O bien la silla o bien su ocupante emitió un crujido cuando el hombre se levantó. Era ya viejo, aunque no tanto como la tortuga; tendría más o menos la misma edad que Brendan, calculó Cal. Y su rostro estaba obviamente familiarizado con la risa, había conocido también el dolor. Una marca, semejante a una mancha de humo, le corría desde la raya del pelo hasta la nariz, donde se desviaba para bajar desde allí por la mejilla derecha.

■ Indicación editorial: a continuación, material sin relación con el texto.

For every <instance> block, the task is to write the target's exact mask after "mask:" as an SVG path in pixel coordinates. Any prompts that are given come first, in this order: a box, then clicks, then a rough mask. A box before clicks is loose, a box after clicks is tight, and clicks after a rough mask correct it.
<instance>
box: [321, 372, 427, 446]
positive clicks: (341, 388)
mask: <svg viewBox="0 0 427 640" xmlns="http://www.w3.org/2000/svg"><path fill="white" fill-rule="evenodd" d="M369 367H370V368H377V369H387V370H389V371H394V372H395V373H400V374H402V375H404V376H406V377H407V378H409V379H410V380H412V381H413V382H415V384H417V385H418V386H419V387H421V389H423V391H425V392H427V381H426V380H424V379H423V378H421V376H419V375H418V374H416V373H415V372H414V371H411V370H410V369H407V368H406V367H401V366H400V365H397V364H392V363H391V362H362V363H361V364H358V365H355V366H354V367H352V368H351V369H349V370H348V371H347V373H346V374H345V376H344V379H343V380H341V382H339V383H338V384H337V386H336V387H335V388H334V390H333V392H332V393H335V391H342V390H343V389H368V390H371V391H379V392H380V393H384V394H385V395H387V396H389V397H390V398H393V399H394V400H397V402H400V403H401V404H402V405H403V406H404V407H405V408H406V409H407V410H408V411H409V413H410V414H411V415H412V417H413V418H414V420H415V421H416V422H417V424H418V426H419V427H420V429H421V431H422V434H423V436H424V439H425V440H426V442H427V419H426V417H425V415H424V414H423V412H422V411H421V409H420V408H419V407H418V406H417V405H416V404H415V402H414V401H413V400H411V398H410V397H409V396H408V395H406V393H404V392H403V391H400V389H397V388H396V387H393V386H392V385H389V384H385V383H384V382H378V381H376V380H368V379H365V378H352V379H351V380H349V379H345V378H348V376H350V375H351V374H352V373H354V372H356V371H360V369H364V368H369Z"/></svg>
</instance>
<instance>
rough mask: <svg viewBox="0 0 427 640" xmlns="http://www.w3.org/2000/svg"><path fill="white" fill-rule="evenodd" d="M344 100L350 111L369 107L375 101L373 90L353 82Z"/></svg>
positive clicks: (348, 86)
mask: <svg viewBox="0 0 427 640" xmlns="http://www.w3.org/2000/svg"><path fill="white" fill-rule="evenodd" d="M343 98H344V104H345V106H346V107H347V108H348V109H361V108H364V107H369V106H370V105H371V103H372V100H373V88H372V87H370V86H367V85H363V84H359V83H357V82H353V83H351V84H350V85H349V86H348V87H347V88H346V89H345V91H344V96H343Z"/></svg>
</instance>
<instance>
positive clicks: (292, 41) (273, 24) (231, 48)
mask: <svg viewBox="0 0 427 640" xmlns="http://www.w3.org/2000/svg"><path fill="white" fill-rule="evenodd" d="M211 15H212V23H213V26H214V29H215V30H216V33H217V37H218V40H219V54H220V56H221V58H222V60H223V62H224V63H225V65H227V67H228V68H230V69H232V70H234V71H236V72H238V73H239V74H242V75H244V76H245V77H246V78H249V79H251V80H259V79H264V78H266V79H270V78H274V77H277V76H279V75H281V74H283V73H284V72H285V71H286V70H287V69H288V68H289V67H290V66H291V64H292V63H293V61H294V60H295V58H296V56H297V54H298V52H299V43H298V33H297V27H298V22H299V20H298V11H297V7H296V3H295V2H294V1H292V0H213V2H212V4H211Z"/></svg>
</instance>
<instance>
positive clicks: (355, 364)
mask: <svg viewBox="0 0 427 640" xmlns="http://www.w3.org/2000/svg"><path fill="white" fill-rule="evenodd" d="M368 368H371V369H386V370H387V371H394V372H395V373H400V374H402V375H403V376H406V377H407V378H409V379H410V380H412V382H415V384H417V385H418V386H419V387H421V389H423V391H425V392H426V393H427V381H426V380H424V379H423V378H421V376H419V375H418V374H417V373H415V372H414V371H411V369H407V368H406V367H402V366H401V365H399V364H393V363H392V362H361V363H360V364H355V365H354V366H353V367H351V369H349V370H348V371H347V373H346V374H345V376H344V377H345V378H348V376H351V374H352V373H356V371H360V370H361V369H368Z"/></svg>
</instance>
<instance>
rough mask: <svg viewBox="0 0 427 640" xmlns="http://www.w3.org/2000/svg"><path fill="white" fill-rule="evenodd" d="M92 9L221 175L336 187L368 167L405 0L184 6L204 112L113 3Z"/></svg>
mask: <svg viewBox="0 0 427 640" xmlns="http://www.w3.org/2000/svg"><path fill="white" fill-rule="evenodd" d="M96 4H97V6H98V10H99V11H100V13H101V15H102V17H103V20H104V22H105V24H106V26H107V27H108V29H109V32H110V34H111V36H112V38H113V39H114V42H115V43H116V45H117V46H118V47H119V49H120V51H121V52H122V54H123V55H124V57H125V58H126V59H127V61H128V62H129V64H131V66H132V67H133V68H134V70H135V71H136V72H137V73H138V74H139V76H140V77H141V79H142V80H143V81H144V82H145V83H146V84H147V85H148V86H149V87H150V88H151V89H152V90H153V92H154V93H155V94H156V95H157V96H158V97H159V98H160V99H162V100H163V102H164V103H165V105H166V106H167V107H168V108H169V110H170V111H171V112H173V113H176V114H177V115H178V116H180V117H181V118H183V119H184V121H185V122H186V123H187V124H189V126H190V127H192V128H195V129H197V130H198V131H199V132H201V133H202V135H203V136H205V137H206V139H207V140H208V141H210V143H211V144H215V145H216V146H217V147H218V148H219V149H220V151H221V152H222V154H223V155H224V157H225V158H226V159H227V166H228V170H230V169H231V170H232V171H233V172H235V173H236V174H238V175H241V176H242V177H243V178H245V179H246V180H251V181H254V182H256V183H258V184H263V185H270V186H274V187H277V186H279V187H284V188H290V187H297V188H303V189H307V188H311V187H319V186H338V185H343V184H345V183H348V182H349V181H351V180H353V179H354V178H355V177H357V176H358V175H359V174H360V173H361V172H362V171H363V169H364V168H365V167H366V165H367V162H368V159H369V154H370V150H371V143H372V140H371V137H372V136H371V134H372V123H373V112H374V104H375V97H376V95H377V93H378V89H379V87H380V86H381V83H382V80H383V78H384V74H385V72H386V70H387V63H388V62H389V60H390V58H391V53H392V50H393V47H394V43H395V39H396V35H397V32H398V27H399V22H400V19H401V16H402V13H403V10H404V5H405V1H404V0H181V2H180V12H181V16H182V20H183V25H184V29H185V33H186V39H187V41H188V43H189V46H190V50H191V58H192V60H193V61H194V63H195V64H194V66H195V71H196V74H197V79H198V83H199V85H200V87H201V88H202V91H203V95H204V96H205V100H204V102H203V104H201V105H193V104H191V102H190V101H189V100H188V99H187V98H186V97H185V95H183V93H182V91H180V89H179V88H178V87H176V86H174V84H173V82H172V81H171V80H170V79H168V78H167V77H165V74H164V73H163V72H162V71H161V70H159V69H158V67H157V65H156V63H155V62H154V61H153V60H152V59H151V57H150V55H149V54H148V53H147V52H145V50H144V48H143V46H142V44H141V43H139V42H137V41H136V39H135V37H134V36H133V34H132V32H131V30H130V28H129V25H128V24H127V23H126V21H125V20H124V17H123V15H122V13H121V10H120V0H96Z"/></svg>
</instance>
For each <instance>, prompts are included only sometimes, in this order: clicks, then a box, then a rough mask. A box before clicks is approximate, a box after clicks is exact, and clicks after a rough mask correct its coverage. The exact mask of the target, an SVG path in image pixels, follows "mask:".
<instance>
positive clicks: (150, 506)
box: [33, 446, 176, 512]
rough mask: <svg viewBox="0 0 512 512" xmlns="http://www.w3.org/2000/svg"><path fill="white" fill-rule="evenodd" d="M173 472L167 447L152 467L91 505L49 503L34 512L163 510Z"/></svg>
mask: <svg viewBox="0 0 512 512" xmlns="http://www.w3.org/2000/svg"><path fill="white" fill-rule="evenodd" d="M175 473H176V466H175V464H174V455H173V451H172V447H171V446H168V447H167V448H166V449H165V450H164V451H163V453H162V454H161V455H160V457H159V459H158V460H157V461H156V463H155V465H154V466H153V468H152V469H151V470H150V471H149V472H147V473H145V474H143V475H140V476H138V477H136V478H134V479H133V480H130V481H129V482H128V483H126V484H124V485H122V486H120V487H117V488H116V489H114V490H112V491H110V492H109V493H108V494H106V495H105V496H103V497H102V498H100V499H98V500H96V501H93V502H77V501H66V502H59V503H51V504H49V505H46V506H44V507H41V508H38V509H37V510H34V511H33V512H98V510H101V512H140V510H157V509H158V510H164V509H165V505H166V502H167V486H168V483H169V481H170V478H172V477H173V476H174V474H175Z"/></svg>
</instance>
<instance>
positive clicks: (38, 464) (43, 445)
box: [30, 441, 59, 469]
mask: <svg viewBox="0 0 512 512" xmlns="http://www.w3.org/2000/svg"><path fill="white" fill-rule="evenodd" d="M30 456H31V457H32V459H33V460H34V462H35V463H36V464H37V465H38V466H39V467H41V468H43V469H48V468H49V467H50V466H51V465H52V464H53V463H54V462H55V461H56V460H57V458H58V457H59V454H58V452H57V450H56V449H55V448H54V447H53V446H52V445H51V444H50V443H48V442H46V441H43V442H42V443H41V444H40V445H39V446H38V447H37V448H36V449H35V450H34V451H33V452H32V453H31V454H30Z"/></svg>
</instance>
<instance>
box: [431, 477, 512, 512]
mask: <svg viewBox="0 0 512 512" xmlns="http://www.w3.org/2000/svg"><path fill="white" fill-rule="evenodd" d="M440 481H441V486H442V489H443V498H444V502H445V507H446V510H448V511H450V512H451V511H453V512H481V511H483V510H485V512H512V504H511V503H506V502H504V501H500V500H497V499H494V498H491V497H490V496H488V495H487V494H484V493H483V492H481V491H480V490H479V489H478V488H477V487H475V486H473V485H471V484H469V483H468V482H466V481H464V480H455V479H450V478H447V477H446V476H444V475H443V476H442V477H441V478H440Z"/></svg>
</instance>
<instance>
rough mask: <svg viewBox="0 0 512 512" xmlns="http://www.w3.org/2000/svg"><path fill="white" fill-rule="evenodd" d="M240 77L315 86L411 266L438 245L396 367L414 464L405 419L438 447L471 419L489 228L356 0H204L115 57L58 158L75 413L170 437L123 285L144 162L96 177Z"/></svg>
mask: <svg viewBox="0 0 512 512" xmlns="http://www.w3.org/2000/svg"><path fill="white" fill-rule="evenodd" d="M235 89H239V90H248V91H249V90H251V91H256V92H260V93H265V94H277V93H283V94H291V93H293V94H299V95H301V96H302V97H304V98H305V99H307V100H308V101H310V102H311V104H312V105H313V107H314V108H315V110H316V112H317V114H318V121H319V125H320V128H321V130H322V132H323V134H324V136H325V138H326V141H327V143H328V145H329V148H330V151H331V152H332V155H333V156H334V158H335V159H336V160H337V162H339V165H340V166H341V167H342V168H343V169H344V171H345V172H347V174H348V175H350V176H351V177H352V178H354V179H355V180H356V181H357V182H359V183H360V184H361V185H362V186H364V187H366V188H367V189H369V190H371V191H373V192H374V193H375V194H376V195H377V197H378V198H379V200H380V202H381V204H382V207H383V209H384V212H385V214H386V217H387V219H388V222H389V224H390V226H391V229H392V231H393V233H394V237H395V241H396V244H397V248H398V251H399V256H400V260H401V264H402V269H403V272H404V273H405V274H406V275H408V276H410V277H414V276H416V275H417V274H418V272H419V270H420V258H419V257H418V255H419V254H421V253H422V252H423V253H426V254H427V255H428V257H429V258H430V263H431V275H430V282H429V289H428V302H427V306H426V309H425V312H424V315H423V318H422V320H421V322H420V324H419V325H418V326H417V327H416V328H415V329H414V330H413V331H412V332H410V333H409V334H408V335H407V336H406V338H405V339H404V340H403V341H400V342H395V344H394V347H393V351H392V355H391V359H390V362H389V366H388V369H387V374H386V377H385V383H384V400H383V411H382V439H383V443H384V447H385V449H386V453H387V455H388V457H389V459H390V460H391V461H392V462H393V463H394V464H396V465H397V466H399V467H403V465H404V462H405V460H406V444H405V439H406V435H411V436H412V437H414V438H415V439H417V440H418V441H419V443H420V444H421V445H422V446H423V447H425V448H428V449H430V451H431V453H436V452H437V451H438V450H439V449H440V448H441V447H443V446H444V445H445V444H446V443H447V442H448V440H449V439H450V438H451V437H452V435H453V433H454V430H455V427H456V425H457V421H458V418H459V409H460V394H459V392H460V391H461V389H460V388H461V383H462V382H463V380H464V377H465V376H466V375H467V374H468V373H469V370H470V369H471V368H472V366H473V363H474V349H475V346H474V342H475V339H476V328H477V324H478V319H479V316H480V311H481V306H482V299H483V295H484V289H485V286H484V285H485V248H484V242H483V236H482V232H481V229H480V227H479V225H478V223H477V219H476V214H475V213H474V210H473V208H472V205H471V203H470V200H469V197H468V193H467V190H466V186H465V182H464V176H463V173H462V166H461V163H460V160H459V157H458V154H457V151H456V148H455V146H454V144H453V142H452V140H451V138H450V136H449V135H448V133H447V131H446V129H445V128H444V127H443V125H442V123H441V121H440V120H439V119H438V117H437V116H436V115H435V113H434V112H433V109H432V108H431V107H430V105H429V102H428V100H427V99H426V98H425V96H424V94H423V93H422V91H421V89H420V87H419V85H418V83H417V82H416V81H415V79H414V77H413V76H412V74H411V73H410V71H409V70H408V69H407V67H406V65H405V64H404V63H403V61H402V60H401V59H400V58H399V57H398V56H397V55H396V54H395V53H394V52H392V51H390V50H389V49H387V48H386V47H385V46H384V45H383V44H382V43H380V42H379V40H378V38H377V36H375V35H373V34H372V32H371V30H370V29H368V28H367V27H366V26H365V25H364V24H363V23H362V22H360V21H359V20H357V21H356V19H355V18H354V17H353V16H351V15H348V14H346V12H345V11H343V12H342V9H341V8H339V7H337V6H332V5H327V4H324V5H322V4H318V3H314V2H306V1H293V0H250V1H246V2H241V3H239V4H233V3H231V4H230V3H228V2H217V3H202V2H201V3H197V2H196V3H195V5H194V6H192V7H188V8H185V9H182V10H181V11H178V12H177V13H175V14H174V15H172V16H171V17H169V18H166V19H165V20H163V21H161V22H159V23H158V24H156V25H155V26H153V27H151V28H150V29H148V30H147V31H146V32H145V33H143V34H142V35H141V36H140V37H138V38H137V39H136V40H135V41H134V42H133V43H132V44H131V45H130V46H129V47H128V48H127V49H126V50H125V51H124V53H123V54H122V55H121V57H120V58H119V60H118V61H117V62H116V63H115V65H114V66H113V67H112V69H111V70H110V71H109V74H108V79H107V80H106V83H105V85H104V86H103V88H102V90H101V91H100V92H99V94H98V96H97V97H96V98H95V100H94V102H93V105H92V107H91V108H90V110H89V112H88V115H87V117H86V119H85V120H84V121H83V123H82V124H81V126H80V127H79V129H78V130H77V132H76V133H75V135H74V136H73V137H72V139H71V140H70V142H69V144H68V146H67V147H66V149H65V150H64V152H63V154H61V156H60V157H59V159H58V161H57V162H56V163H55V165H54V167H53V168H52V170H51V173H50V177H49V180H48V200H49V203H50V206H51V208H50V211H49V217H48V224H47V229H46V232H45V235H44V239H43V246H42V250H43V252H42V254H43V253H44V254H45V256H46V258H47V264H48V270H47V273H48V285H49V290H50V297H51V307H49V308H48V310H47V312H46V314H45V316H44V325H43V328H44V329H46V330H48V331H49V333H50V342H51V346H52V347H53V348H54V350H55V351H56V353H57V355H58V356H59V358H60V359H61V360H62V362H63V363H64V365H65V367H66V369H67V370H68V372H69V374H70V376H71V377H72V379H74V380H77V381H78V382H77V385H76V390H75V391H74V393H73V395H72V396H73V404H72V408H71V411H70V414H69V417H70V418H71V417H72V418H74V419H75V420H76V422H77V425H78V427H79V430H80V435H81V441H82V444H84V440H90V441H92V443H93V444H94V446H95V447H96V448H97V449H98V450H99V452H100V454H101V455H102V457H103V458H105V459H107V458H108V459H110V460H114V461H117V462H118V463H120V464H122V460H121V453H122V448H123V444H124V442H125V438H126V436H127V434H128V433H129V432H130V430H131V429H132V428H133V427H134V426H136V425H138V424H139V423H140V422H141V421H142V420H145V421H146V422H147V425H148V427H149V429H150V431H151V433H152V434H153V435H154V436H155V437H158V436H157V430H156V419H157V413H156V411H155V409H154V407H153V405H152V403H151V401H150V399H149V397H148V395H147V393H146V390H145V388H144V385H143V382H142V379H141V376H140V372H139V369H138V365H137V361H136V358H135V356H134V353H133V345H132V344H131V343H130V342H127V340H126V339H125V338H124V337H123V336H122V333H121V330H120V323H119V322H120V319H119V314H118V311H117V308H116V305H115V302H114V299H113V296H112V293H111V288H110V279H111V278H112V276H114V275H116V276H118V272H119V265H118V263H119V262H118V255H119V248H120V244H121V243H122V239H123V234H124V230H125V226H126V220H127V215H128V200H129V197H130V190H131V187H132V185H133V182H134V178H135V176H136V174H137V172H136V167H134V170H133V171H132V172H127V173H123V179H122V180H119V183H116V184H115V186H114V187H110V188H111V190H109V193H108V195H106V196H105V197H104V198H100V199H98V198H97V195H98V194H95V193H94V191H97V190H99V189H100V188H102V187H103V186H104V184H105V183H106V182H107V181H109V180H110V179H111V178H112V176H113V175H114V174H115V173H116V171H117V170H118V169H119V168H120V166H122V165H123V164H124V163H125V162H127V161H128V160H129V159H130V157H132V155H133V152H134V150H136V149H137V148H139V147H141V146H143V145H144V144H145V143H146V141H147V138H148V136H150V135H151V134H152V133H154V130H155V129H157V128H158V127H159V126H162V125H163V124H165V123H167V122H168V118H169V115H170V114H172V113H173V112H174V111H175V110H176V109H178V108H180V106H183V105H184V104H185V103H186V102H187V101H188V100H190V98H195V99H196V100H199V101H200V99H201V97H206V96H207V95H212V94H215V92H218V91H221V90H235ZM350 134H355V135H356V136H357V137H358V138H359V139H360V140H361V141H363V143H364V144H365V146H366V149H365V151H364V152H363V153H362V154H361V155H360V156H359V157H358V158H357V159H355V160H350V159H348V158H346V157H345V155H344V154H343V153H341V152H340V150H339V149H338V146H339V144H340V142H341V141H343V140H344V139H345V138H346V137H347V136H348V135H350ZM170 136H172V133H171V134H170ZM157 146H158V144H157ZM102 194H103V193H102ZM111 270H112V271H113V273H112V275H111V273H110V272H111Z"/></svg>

La cicatriz no le desfiguraba la cara, sino que más bien servía para conferirle cierto gesto de autoridad que de otro modo las facciones solas no habrían poseído. Los relámpagos iban y venían, grabando a fuego la silueta de aquel hombre en la mente de Cal, pero el anfitrión no pronunció palabra. Se limitó a mirar a Cal, y luego continuó mirándolo. Había placer reflejado en aquel rostro, aunque Cal no sabía bien porqué. Y tampoco se sentía dispuesto a preguntarlo, por lo menos no hasta que el otro rompiera aquel silencio que flotaba entre ellos. Sin embargo, eso era algo que no parecía muy probable. El hombre se limitaba a seguir mirándolo fijamente.